We note that our use of adaptivity here was confined to the time discretization only. Other ATPESC lecturers demonstrate the advantages of spatial adaptation as well (e.g., AMR).

We further note that we have barely scratched the surface of algebraic linear solver algorithms; other of today’s ATPESC lecturers focus specifically on scalable and robust versions of these algorithms.

Finally, we note that the application demonstrated here can be run on much larger spatial meshes and parallel architectures than we have used in this demo.


Evening Hands-on Session – Preconditioning

This lesson uses HandsOn3.CUDA.exe to explore the following topics:

  1. Preconditioner specification

  2. Performance for IMEX time integrators

  3. Performance for fully implicit time integrators

Preconditioner Specification

The file HandsOn3.cpp is nearly identical to the last example (with relevant changes indicated by the comment ***** UPDATED FROM HandsOn2 *****), however, its default parameters differ slightly:

  • it defaults to adaptive time-stepping (with the same default tolerances)

  • it defaults to IMEX mode, with advection treated explicitly

  • it defaults to using a preconditioner (discussed below).

Perhaps the most challenging (and most critical) component for a scalable implicit or IMEX time integrator is the creation of an effective, efficient, and scalable preconditioner to accelerate the iterative linear solvers (more on this by other ATPESC speakers). Use of a preconditioner with SUNDIALS requires two steps:

  1. Create preconditioner “setup” and “solve” routines that prepare any data structures necessary to perform preconditioning (called infrequently) and apply the preconditioner (called frequently), respectively.

    Here, we omit the setup function and provide a preconditioner_solve function, that employs a scalable geometric multigrid solver for only the diffusion portion of the problem, \(\nabla \cdot ( D \nabla u )\). This should be a perfect preconditioner when running in IMEX mode, but will only be approximate when running a fully implicit formulation of the problem.

  2. Supply the preconditioning routines to the integrator.

    In our example, when creating the GMRES linear solver, we signal to use left preconditioning here. We then attach the precondition_solve routine to the integrator here.

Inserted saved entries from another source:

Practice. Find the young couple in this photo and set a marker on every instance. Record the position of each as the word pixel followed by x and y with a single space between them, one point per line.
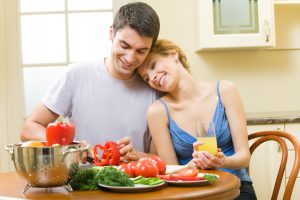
pixel 108 100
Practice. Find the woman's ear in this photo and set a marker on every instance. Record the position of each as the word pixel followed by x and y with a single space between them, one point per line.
pixel 174 54
pixel 111 33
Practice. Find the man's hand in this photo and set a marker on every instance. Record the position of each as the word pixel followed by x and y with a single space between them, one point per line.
pixel 86 154
pixel 127 150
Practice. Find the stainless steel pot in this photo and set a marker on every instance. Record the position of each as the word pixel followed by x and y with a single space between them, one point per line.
pixel 46 166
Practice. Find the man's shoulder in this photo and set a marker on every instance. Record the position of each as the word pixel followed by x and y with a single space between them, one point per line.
pixel 84 65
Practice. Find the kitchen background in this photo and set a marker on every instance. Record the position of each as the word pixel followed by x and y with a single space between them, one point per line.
pixel 267 78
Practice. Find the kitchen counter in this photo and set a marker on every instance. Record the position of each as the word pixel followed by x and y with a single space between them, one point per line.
pixel 273 117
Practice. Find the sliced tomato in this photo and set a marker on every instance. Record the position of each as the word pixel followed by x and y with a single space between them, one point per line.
pixel 157 161
pixel 191 172
pixel 191 178
pixel 146 169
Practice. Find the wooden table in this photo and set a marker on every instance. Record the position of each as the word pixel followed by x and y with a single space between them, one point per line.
pixel 227 187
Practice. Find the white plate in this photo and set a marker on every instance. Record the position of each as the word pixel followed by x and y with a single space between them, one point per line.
pixel 135 188
pixel 191 183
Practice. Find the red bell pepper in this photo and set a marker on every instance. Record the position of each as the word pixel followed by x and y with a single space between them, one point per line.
pixel 60 133
pixel 111 154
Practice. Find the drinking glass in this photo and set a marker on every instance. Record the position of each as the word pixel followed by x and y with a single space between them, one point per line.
pixel 206 133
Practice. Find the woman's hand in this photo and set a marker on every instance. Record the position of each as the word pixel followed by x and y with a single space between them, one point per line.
pixel 127 150
pixel 204 160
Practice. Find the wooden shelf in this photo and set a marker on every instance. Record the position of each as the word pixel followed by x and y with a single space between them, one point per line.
pixel 287 4
pixel 283 2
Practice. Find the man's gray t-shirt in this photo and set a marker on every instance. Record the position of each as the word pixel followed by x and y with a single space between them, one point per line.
pixel 102 107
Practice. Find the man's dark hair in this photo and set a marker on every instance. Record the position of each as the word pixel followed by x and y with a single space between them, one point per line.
pixel 140 17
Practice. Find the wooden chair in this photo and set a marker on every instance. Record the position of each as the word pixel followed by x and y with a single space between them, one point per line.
pixel 279 137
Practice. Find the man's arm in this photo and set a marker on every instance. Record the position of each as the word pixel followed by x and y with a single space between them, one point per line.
pixel 34 127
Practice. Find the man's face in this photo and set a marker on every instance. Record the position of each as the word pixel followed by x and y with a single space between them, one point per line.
pixel 129 51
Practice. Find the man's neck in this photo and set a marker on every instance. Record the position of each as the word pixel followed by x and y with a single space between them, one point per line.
pixel 112 70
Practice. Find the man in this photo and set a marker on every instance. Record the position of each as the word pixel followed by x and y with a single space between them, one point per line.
pixel 106 100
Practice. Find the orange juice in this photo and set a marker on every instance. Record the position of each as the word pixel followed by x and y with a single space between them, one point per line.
pixel 210 145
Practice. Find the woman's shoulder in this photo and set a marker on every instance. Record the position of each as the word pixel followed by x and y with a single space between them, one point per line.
pixel 157 108
pixel 226 86
pixel 228 91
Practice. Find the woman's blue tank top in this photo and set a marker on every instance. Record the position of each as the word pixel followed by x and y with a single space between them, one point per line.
pixel 183 142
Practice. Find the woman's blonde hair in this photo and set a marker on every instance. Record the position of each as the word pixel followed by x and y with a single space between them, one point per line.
pixel 165 47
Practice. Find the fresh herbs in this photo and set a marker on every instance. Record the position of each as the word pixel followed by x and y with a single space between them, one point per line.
pixel 88 178
pixel 147 181
pixel 111 176
pixel 84 179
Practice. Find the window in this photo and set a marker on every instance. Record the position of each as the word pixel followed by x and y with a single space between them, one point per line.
pixel 55 33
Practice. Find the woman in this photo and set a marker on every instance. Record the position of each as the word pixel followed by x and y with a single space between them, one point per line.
pixel 172 119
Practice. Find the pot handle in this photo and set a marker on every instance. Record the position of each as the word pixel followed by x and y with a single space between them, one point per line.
pixel 10 149
pixel 72 150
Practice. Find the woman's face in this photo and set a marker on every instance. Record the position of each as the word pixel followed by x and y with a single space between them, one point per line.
pixel 160 71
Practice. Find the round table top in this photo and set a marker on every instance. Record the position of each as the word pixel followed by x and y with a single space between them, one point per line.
pixel 227 187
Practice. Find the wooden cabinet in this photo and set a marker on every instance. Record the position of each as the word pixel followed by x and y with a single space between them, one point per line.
pixel 266 160
pixel 235 24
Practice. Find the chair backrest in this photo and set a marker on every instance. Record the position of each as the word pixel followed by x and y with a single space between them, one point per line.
pixel 279 137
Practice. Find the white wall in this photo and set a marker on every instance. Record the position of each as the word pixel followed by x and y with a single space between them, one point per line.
pixel 268 80
pixel 11 93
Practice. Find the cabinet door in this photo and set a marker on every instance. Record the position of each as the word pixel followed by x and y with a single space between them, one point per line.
pixel 235 24
pixel 264 164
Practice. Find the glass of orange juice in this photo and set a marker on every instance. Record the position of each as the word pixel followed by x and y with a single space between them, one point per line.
pixel 206 133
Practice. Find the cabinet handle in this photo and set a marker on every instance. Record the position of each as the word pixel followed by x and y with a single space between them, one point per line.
pixel 267 30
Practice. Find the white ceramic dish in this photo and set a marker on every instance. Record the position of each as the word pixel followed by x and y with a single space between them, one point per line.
pixel 135 188
pixel 191 183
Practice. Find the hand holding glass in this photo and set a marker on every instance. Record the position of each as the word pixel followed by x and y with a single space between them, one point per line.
pixel 206 133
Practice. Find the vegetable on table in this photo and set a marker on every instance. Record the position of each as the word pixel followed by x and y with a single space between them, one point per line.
pixel 157 161
pixel 89 178
pixel 146 167
pixel 111 154
pixel 60 133
pixel 147 181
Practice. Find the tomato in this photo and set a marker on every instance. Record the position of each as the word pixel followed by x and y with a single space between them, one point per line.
pixel 111 154
pixel 157 161
pixel 60 133
pixel 146 169
pixel 32 144
pixel 191 172
pixel 124 167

Performance with IMEX Integration

Run HandsOn3.CUDA.exe using the default parameters,

mpiexec -n 4 ./HandsOn3.CUDA.exe inputs-3

and again with preconditioning disabled,

mpiexec -n 4 ./HandsOn3.CUDA.exe inputs-3 use_preconditioner=0

Note that the preconditioned version takes longer to run on this coarse problem, but shows significant improvements in the overall number of linear solver iterations. However, as the mesh is refined the preconditioned solver performance will remain relatively “steady”, while the un-preconditioned solver will deteriorate rapidly.

Performance with Fully Implicit Integration

Re-run HandsOn3.CUDA.exe using a fully-implicit problem formulation,

mpiexec -n 4 ./HandsOn3.CUDA.exe inputs-3 rhs_adv=1

Recall that this preconditioner only “preconditions” the diffusion portion of the problem, so when run in a fully-implicit manner the implicit advection terms are left un-preconditioned. Is this discrepancy noticeable when comparing the integrator statistics (number of time steps, total linear iterations, etc.)?

Scalability Tests

Explore the weak scalability of HandsOn3.CUDA.exe both with and without preconditioning. Here, use from 1 to 256 MPI tasks, with a base grid of \(128^2\) per MPI task, and retain the default temporal adaptivity. The choice of IMEX vs fully implicit is yours. It is recommended that you submit a job script use the batch queue instead of running interactively. Produce a weak scaling plot with these results.

See the Polaris job submission documentation for more details on writing and running job scripts.